My nephew and his wife recently had their second child, and they are following a well-worn path from the city to the suburbs.

Four years ago, childless and carless, they lived the urban life in the fashionable Washington, D.C., neighborhood of Cleveland Park. Child No. 1 pushed them four miles out, to the expensive inner Maryland suburb of Bethesda, where they bought a cozy two-bedroom condominium that had been converted from an apartment. Then, a couple of months ago, Child No. 2 pushed them another 12 miles farther out – beyond the Beltway – to Rockville, where they bought a four-bedroom, 2,200-square-foot house.

Now they are living the suburban life – which means, inevitably, a large yard, two or three cars, and an autobound life for all concerned, including their infant. Right?

Well, not exactly. Yes, Eric and Kate have headed for the suburbs. But their life isn't really very autobound at all. Suburbia to them means an end-unit townhome, one car, a daily bus trip to day care, a 10- to 15-minute walk to the library and shopping at Rockville Town Square, and D.C. Metro commutes (13 minutes for him, 30 for her) to work and back.
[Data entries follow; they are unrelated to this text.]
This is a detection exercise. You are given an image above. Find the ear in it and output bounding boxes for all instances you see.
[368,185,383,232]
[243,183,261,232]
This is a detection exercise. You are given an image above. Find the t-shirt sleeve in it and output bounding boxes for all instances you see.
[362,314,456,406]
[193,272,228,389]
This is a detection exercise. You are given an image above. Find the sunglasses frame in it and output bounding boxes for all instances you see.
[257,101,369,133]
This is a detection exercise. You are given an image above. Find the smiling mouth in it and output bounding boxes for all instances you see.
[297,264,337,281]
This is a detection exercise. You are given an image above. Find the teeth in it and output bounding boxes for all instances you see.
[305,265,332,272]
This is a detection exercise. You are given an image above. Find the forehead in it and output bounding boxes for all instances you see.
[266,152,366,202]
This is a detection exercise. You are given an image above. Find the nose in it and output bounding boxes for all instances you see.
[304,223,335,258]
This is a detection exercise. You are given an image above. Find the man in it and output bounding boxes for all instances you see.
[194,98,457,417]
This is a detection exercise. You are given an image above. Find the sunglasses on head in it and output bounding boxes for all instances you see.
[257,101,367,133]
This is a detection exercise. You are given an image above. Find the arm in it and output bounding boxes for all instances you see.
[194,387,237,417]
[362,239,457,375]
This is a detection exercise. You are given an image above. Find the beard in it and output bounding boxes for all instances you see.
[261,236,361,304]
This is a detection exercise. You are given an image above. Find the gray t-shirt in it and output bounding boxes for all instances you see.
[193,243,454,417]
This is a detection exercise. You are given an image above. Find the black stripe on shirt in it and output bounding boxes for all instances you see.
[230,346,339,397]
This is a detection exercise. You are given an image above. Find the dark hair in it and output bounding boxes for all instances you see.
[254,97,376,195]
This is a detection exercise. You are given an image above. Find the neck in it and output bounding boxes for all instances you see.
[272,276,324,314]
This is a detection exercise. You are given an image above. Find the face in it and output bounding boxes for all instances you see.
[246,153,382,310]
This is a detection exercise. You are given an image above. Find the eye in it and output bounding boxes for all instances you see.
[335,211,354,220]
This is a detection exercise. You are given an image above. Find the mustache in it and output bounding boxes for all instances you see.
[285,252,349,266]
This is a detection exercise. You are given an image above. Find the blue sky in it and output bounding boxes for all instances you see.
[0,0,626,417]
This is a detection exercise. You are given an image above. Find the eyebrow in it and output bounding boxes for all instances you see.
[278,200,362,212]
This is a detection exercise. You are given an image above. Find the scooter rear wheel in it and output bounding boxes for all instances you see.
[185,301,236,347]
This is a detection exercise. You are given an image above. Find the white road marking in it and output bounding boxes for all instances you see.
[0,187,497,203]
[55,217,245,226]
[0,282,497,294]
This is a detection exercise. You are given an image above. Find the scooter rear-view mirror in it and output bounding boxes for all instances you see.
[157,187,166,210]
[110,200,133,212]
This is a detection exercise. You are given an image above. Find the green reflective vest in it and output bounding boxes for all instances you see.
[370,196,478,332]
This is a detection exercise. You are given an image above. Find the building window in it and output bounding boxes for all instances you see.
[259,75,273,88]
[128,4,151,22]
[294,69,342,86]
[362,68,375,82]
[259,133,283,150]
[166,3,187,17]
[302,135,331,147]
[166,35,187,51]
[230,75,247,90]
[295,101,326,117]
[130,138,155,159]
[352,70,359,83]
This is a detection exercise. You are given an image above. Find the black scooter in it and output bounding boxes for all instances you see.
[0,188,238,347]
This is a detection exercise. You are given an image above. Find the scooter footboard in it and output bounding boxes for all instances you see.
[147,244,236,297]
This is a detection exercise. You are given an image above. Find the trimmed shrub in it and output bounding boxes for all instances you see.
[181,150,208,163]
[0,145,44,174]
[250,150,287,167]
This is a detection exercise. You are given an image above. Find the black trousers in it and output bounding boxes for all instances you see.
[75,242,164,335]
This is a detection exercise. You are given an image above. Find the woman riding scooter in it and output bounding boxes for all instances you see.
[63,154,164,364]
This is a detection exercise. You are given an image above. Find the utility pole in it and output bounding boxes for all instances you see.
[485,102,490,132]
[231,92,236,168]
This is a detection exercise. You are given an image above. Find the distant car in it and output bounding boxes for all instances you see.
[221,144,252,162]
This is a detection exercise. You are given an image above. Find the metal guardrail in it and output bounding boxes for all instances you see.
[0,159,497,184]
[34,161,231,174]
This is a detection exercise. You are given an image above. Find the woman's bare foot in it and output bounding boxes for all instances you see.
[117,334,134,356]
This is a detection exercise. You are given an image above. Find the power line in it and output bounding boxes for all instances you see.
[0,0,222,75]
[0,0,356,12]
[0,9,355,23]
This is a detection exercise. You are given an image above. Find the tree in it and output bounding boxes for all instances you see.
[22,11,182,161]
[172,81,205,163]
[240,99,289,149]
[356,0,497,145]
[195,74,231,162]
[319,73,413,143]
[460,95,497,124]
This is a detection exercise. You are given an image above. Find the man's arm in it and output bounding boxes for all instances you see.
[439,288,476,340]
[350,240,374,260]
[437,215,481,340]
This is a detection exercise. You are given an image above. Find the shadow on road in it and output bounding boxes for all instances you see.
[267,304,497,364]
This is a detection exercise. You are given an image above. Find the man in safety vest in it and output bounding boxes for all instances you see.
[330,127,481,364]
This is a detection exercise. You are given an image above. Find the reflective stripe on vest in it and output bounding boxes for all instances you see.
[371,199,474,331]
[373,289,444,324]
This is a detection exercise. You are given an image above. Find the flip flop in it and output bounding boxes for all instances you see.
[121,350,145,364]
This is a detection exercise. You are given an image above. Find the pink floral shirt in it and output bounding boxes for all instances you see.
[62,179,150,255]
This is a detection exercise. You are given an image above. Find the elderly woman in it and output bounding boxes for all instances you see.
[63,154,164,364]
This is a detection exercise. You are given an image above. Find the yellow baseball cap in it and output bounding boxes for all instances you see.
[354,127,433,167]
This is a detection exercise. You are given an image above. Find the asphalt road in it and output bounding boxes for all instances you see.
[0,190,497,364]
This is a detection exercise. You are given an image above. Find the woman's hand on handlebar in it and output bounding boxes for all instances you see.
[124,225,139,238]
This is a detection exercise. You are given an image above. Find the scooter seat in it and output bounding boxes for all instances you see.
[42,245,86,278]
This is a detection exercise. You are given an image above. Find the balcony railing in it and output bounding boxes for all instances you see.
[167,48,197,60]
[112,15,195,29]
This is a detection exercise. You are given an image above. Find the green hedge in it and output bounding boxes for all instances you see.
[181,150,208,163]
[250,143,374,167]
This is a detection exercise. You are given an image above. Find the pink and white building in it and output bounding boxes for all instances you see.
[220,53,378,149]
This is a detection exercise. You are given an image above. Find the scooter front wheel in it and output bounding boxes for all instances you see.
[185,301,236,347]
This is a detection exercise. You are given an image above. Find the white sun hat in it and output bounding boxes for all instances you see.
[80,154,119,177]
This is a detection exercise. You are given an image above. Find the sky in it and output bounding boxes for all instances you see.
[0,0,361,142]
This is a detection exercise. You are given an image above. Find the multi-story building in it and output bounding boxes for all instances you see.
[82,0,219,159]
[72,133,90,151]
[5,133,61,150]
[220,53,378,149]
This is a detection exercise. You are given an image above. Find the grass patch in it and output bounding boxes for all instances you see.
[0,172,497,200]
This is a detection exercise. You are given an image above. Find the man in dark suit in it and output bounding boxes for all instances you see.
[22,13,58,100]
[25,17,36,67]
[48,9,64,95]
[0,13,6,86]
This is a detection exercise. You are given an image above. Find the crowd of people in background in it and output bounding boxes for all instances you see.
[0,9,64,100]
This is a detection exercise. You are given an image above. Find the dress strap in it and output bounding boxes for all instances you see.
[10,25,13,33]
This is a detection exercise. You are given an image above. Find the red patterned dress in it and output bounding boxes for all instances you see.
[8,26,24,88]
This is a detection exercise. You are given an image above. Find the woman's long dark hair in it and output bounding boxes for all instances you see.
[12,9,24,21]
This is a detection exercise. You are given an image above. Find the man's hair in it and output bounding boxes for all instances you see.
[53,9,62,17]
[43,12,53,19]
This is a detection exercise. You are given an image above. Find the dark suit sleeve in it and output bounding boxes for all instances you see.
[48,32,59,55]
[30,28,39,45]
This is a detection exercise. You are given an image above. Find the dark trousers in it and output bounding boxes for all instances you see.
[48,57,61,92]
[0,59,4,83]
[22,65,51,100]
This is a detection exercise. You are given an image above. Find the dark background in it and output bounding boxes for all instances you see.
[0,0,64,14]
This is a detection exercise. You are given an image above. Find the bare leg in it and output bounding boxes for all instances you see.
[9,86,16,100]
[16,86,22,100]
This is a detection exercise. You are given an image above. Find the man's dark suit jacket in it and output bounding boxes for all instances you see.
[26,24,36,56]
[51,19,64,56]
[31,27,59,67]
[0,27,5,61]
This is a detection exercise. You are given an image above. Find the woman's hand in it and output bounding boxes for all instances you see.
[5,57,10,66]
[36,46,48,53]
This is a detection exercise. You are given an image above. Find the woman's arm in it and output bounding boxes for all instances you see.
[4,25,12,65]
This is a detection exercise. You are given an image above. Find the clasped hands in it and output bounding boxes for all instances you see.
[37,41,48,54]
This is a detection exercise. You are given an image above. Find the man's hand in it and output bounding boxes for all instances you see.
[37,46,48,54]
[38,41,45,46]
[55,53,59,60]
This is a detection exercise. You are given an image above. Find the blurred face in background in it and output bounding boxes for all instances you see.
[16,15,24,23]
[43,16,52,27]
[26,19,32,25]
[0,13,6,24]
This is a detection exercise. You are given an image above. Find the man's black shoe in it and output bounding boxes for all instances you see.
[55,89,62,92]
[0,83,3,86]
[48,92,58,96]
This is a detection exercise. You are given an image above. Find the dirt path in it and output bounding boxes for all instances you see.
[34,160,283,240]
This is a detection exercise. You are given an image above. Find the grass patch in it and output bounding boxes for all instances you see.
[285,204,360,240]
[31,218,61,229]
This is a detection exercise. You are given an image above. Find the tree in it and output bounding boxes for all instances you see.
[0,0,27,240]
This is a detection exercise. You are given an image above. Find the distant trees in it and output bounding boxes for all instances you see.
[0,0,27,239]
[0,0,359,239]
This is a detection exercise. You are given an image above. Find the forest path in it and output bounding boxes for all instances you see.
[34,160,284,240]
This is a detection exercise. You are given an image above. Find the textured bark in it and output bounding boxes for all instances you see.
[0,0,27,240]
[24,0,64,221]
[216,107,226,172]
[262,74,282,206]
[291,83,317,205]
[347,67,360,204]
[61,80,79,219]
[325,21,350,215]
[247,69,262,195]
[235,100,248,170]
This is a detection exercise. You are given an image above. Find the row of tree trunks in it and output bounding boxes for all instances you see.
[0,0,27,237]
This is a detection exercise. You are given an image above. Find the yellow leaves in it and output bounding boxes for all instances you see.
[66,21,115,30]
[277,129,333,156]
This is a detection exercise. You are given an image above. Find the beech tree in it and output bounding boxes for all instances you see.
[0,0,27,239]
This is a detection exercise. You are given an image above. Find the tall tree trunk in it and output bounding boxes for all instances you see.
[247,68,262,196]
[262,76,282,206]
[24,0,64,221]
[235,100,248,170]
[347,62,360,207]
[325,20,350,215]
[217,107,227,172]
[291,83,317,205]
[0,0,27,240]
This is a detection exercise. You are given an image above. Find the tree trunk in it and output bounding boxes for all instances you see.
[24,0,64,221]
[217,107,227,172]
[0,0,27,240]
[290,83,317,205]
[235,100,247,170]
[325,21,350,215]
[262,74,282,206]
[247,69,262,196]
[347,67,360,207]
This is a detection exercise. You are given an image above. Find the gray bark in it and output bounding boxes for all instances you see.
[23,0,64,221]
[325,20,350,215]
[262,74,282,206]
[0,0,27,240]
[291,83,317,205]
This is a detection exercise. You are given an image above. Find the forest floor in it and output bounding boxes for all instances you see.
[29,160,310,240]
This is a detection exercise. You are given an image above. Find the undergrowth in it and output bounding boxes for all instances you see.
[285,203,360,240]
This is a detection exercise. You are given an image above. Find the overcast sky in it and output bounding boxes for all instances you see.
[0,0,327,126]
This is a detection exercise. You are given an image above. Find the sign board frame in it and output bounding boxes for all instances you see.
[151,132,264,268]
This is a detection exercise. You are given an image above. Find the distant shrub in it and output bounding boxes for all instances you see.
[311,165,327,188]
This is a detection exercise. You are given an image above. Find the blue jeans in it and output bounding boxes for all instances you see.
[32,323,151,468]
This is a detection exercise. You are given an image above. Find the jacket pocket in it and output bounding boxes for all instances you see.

This is America's New Suburban Dream. In a lot of ways, it's just like the old one – the familiar scramble for a great school district, a lot of square footage, distance from urban grittiness, and proximity to schools, parks, and libraries. But in important ways it's different.

When they say they live close to the playground, they don't mean it's five blocks to a city park; they mean it's 30 feet from their barbeque, across the common area of the townhome development. When they say they've traded proximity for space, they don't mean they have to drive five miles to the store. They mean that by living 1,000 yards away from the Rockville Metro Stop – instead of 100 yards – they can get a four-bedroom townhome instead of a two-bedroom condominium.

It's not an urban life, exactly. Their townhome development – dating from the early 1980s – is not exactly a New Urbanist's dream. It's basically a cul-de-sac development bounded on two sides by strip shopping centers. The streets look a lot like parking lots and it's not all that easy to walk along the sidewalks in and of the development, as Eric and Kate often do. It's more Clarence Stein than Andres Duany. Clearly, it was designed to accommodate people expecting to drive to the Red Line station when it opened in 1984. Yet even with these drawbacks, it has an appealing combination of suburban feel and urban access.

And their life is not so urban that they've abandoned their car. The car is an essential component of life on most days – especially to shuttle the kids around, run weekend errands, and, of course, go on vacation. But Eric and Kate use the car differently. The trips are mostly short and it's possible to go a couple of days without using the car at all.

But that doesn't necessarily mean their life is devoid of the good things. A walk of about 15 minutes will take them to the center of Rockville – a surprisingly rich and urbane place and becoming more so all the time. Rockville is the county seat of Montgomery County – an affluent and politically liberal county of almost 1 million people – so there have long been tall office buildings in the downtown. More recently, the city, the county, and private developers – including Federal Realty – teamed up to transform a former in-town shopping mall into Rockville Town Square, a surprisingly dense downtown development project with a library, an "arts and innovation center," shops, and 6-story mixed-use buildings. Not surprisingly, the upper-floor condos aren't doing well at the moment, but the whole thing is walking distance from the Metro station – and from Eric and Kate's townhome. DuPont Circle or Cleveland Park it's not, but there's enough going on to keep most people – especially most family-oriented people – more than busy.

The walk from Rockville Town Center to the townhome is filled with close-up views of parking lots and strip centers along Maryland 355. This is exactly the kind of property that infill developers and planners salivate over as they think of multi-story mixed-use projects, which in turn terrifies most suburbanites, who fear ever-more-frightening traffic infestation. Amazingly enough for suburbanites, however, Eric and Kate don't seem to be afraid of more urban-style development creeping toward their townhome neighborhood.

Most smart growth evangelists would say that's because they understand the typical party line – that a walkable neighborhood works better as it gets denser, unlike an auto-oriented neighborhood, which breaks down because of traffic congestion when more development arrives. That's true enough – though it's kind of a nerdy way to put it. I'd guess Eric and Kate would think of it differently. To them, living in the suburbs revolves not around driving but around living. Though it's far from perfect, Rockville allows Eric and Kate and their kids to focus on living. Which, I think, has been the point of suburbs from the beginning.